La guardia gli sorrise con uno di quei ghigni che bene aveva imparato a conoscere. «Oggi? È sant'Alfredo abbrustolito, e quanto all'ora, ti basti sapere che hai giusto il tempo per un'ultima pisciata»
Aggrappato alle sbarre della sua cella, Alfred si lasciò cadere sconcertato. Era stata una splendida ma fugace illusione la sua: proprio quando aveva deciso di concedere il beneficio della possibilità a quell'assurda storia, era stato scaraventato indietro alla sua miserabile realtà. Tra poco sarebbe morto, e a nessuno sarebbe importato della sua fede. Strinse i pugni per la rabbia, e solo allora si accorse che la manica destra della sua divisa carceraria era lacera. Scostando un lembo vide lunghe cicatrici sull'avambraccio, all'apparenza vecchie di anni, come fossero ferite d'infanzia, anche se lui sapeva bene quale fosse l'unica occasione in cui se le sarebbe potute procurare.

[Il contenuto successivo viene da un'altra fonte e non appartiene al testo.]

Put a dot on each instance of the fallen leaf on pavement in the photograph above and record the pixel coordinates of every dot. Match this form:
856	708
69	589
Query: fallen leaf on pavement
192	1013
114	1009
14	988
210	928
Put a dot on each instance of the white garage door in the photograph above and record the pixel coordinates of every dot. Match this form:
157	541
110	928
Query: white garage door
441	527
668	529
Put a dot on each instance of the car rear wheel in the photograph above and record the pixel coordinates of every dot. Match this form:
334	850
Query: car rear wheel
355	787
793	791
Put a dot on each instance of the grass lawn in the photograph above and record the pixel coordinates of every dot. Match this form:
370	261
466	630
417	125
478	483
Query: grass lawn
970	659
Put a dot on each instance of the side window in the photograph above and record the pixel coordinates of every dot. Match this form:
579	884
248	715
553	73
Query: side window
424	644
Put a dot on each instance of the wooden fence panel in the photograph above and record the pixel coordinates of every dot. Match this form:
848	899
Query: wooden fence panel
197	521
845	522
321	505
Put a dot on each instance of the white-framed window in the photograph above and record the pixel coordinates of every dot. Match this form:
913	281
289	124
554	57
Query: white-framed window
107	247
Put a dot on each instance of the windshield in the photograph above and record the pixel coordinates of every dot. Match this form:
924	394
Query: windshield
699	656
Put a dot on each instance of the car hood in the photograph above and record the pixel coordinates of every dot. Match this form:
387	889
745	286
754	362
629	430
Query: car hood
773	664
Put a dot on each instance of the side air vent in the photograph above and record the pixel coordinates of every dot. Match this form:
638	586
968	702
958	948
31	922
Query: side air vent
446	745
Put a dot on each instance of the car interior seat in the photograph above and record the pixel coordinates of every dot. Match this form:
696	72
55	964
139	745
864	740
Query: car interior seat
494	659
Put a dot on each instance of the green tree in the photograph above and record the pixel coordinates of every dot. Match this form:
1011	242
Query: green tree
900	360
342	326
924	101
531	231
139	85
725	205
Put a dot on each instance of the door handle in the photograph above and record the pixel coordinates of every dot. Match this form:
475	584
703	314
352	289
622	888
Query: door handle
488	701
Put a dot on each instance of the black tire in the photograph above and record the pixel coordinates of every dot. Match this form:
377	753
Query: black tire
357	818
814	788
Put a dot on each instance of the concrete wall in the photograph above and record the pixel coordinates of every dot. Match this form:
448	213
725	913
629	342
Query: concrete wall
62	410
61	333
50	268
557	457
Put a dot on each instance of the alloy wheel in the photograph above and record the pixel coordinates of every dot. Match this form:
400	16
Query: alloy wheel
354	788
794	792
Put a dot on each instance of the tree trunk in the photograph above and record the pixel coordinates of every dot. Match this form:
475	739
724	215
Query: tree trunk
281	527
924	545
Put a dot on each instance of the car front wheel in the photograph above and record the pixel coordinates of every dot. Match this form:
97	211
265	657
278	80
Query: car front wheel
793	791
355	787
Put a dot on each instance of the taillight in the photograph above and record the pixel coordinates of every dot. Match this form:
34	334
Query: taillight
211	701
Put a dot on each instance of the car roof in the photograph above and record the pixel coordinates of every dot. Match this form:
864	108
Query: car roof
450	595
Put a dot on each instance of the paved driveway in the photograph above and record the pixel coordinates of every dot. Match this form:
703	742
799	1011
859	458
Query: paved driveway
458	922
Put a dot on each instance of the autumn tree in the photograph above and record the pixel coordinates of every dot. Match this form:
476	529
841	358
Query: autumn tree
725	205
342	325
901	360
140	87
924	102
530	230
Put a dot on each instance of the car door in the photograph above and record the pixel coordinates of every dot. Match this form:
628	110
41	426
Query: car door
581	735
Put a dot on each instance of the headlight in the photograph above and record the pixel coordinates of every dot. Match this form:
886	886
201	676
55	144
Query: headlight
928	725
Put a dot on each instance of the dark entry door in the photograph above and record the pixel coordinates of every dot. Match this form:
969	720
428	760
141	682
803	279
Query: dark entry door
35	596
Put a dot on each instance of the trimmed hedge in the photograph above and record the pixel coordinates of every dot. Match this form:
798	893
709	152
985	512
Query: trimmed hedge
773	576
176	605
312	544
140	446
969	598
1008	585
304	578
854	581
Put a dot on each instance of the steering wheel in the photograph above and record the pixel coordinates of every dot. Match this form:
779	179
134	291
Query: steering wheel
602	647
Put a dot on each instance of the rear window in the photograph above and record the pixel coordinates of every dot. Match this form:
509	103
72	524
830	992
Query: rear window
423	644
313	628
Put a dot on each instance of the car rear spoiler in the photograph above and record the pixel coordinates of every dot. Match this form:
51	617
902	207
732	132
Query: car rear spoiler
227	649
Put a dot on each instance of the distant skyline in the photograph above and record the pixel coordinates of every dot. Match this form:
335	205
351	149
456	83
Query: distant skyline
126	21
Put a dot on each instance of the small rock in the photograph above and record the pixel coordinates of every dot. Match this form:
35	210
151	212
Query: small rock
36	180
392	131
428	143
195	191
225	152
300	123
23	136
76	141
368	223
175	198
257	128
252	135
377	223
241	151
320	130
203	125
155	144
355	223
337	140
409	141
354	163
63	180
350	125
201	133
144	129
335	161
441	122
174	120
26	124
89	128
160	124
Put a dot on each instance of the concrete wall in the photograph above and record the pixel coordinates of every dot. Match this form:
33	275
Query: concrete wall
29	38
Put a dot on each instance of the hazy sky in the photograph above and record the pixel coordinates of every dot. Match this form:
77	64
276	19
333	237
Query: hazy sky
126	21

Era salvo. Sorrise al suo braccio, e poi cominciò a ridere, sempre più forte. Si sentiva felice come un bambino a cui era stato promesso che dopo la visita dal dentista sarebbe stato accompagnato al luna park. Si presentarono tre secondini alla porta della cella, accompagnati dal cappellano del carcere. «Cos'hai da ridere, morto che cammina?» gli disse una delle guardie mentre apriva la porta.
«Nulla» rispose Alfred, «sono contento. Posso, signore?»
«Ah certo che puoi, e tra poco lo sarai ancora di più, promesso»
Il prete fece un timido passo avanti e si schiarì la voce: «C'è qualcosa di cui vuoi pentirti, figliolo? Qualcosa di cui vuoi parlarmi prima di andare?»
Alfred a stento tratteneva le ristate. «Non si preoccupi, padre. Ho già tutto quello che mi serve: la mia fede»
«Ne sono contento, ragazzo, così andrai in pace»
«La ringrazio, ma dubito fortemente che si rallegrerebbe se conoscesse la mia fede»
I secondini nel frattempo gli avevano legato mani e piedi, così lo condussero nel corridoio del braccio della morte.
«Ehi, gente» urlò Alfred «attenzione: uomo di fede che cammina! Ci vediamo davanti al Tempio dell'Uomo!»